As for the rest of the Blu-ray, there’s not a whole lot to celebrate, to be honest. Besides the film itself, there’s a special features disc with all of the film’s trailers, as well as all of Jackson’s video blogs he’d done throughout the filming progress. There’s a small featurette about New Zealand and the movie’s locations, as well as some trailers for the different games based on the movie (of which I’m sure there will be even more, with two movies still to come).
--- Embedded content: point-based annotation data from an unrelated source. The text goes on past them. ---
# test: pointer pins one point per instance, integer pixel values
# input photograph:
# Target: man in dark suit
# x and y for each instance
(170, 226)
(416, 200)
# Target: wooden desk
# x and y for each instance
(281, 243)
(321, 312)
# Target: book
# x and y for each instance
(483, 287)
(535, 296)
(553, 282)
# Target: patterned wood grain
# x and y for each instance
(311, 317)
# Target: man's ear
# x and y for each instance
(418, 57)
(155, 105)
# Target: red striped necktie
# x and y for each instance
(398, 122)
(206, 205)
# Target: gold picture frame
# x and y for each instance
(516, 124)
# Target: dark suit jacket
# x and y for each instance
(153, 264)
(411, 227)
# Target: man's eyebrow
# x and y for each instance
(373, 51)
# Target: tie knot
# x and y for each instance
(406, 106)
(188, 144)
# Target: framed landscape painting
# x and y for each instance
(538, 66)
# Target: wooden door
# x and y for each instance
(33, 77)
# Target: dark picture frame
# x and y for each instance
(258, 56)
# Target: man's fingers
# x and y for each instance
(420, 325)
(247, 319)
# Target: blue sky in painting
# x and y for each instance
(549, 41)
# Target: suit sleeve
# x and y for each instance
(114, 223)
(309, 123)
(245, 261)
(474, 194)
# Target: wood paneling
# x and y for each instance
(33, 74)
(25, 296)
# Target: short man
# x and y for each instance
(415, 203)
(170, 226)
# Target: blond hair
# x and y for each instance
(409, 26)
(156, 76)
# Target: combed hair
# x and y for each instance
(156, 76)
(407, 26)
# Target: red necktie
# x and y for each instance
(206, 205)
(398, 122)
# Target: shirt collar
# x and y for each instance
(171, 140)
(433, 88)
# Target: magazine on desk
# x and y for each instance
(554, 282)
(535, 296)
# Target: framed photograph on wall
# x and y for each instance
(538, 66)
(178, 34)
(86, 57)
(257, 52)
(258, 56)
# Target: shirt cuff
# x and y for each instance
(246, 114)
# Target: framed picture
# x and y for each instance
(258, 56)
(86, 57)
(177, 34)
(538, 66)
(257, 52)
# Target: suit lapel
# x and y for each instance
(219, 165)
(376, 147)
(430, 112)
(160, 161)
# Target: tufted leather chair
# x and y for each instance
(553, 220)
This particular Blu-ray, at least, was not 3D, though I admit I did notice some of those “artifacts” some complained about when watching it in the theater, when it was shown in 48 FPS. Some had said some things looked “too real” — or something to that effect. I had forgotten about that complaint until I started watching the Blu-ray, and noticed a few scenes where things just didn’t look quite right. Was it an artifact of the different frame rate, being carried over to Blu-ray, or just a different filming style altogether?
The Blu-ray and DVD releases of The Hobbit: An Unexpected Journey arrive in stores this Tuesday.